An article in the August 19, 2006, edition of "World" magazine tells how the worship of serpents is "present in virtually every country of the ancient world." According to the Bible, there was a time when all people knew the true God, but they purposely turned away from Him and went after images and false gods (Romans 1:21-23). Certainly, Noah's family knew the story of the Fall of man in the Garden of Eden and passed along to their families. Here is just a sampling of the traditions of the snake in cultures around the world. Some of the stories consider the snake to be evil; others take him as the source of wisdom.
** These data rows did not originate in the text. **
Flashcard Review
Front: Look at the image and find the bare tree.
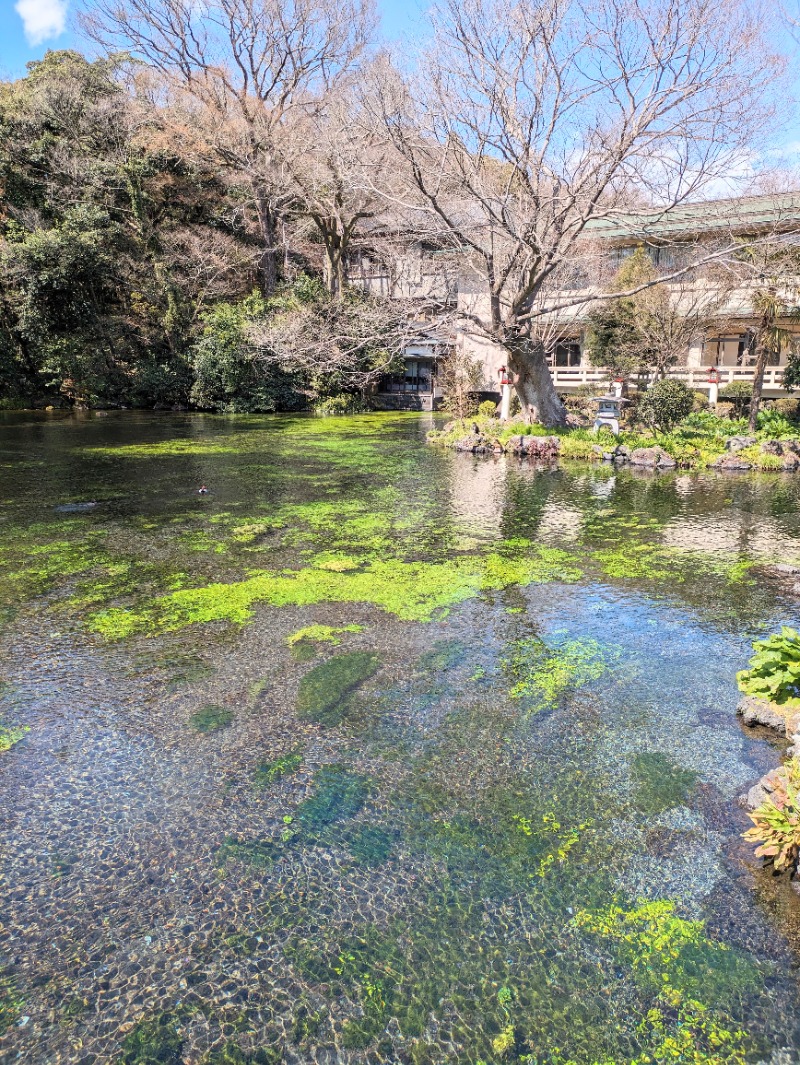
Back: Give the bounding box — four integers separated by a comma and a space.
79, 0, 377, 295
374, 0, 784, 425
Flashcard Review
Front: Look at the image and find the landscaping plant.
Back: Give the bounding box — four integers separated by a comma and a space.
744, 757, 800, 874
736, 626, 800, 706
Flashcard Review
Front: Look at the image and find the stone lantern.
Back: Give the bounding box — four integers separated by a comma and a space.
592, 394, 629, 435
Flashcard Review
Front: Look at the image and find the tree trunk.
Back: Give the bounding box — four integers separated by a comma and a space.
507, 338, 567, 428
748, 338, 770, 432
253, 183, 279, 296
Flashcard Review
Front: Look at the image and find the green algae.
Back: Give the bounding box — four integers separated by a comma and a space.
204, 1043, 283, 1065
120, 1012, 184, 1064
592, 543, 679, 581
286, 623, 363, 646
632, 752, 699, 814
252, 751, 302, 787
0, 722, 28, 752
88, 439, 240, 456
190, 704, 234, 733
503, 636, 609, 712
297, 652, 381, 727
296, 765, 369, 831
216, 837, 281, 868
0, 970, 22, 1035
415, 639, 466, 674
88, 547, 584, 640
346, 824, 396, 866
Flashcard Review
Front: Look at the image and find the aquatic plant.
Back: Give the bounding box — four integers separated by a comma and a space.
415, 639, 466, 674
0, 723, 28, 752
296, 765, 369, 831
737, 626, 800, 706
190, 704, 234, 732
297, 651, 380, 726
0, 970, 22, 1035
204, 1042, 284, 1065
286, 624, 363, 646
632, 752, 698, 814
346, 824, 396, 866
252, 751, 302, 787
88, 546, 583, 639
503, 636, 607, 712
216, 837, 281, 868
744, 757, 800, 873
120, 1012, 184, 1064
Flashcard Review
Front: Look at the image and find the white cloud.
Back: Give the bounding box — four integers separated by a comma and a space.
15, 0, 68, 46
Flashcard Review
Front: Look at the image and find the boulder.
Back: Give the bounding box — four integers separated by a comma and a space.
454, 433, 487, 452
761, 439, 784, 456
770, 564, 800, 577
737, 694, 800, 737
782, 454, 800, 471
784, 439, 800, 456
629, 446, 676, 468
713, 454, 752, 472
726, 435, 757, 452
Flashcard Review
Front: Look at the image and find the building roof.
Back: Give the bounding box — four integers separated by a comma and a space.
587, 191, 800, 242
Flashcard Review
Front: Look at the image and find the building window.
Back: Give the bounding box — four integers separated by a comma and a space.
551, 341, 582, 367
381, 357, 435, 393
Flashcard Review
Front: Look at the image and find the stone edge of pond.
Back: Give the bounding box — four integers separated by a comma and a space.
434, 431, 800, 472
738, 692, 800, 897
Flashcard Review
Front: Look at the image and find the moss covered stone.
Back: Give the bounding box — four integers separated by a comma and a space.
632, 752, 699, 814
120, 1012, 184, 1065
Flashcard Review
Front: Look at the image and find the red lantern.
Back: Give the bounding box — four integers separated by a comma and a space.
707, 366, 720, 384
498, 364, 510, 386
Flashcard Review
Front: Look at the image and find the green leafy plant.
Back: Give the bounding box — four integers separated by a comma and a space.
744, 757, 800, 873
252, 751, 302, 787
736, 626, 800, 706
718, 381, 753, 416
478, 399, 498, 418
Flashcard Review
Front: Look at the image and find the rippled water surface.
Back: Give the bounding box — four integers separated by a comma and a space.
2, 411, 800, 1065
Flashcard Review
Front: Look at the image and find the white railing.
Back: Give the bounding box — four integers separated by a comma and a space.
551, 365, 787, 391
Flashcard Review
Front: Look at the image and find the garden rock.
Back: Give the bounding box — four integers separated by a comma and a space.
509, 435, 560, 459
629, 446, 676, 468
737, 694, 800, 737
782, 454, 800, 471
726, 435, 756, 451
761, 440, 785, 456
713, 454, 752, 472
454, 434, 488, 452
The Chinese "told of a wonderful garden with a tree, guarded by a dragon or winged serpent, that bears fruit of immortality and wisdom. the winged serpent here is a force for good, protecting also a mother-goddess." The Bassari people of west Africa speak "of a great god, Unumbotte, who made Man and made Snake; when Snake proposed the eating of fruit, 'Man and his wife took some of the fruit and ate it. Unumbotte came down from the sky and asked, "Who ate the fruit?" The first couple admitted eating the fruit and said Snake had told them to do so.'
The ancient Sumerians depicted the symbolism of the serpent, tree, and garden of immortality in its earliest cuneiform texts. According to Robert Bowie Johnson Jr., the ancient Greeks "depicted on vases a first couple standing by a serpent-entwined tree in an ancient paradise." In Buddhism, some "legends say that Muchalinda, king of the serpents, gave the Buddha his deepest understanding. Even Joseph Campbell, the myth analyst, noted the contrast between Buddhism and Christianity: "In one of these two legends of the tree the service of the serpent is rejected and the animal itself cursed, in the other it is accepted." Though the memory is often perverted, the memory of the serpent and his pivital role in our world remains in the stories told in many cultures.